Disambiguate messy place names in python (preferably on local machine)

You could try the Python library geodict. This has datasets you can download and import to a database - you can check the lists to see if they'd work well or not with your data. It works in two steps:

  1. Extracting names
  2. Matching names to a location in the lists

More details (and another online option in the comments) here.


I assume your best guess is to use a fuzzy algorithm.

Take your local dictionary of place names and administrative units and compare each word and each comma-separated block of text against this dictionary. Assign a score to each match. You might want to use a normalized search to account for spelling mistakes and have an "ignore list" for words like "live" and "work" and "in". Add the score for administrative units to the score of any smaller unit or place name in your matches that lie within this administrative unit.

Tune the scoring function with your results until you are happy.

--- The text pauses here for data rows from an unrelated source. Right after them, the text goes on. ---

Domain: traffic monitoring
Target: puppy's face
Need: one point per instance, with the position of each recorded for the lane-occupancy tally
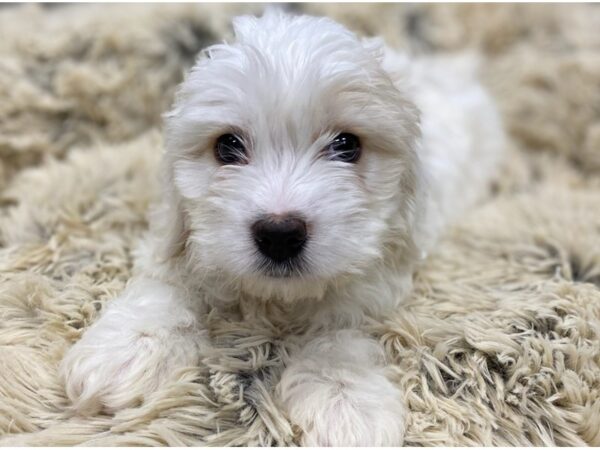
(292, 153)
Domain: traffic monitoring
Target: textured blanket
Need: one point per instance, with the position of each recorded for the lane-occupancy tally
(498, 345)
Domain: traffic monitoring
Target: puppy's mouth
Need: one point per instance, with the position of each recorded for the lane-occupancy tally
(288, 268)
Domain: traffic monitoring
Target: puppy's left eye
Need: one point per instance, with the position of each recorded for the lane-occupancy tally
(345, 147)
(229, 149)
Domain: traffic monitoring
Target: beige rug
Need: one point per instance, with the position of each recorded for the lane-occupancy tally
(500, 343)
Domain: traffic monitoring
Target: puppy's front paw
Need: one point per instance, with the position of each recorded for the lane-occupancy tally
(341, 408)
(112, 368)
(367, 412)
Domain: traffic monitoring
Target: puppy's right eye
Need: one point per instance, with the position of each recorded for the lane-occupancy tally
(229, 149)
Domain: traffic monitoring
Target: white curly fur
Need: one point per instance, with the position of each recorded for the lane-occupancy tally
(431, 139)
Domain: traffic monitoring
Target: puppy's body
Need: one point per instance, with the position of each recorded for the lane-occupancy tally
(430, 139)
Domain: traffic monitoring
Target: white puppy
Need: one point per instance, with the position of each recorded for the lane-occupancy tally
(309, 169)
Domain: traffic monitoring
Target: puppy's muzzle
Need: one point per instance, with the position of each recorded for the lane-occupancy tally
(280, 237)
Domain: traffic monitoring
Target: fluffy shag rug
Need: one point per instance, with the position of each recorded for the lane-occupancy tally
(498, 345)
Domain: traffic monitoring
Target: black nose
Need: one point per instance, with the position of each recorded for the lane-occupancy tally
(279, 237)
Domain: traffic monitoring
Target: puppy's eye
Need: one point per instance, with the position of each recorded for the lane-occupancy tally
(229, 149)
(345, 147)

Take the best scoring match.

e.g.: Roma, Italy 
Roma matches 8 places (score according to size)
Roma matches 23 more places with normalization (lower score according to size)
Italy matches 4 places + 2 administrative units (COUNTRY, DISTRICT) (score acconding to size)
Italy matches 14 more places and units with normalization (lower score according to size)
One of the Romas lies in one of your units. -> combine scores

If you tuning is good, you will have given most points to the capital of Italy.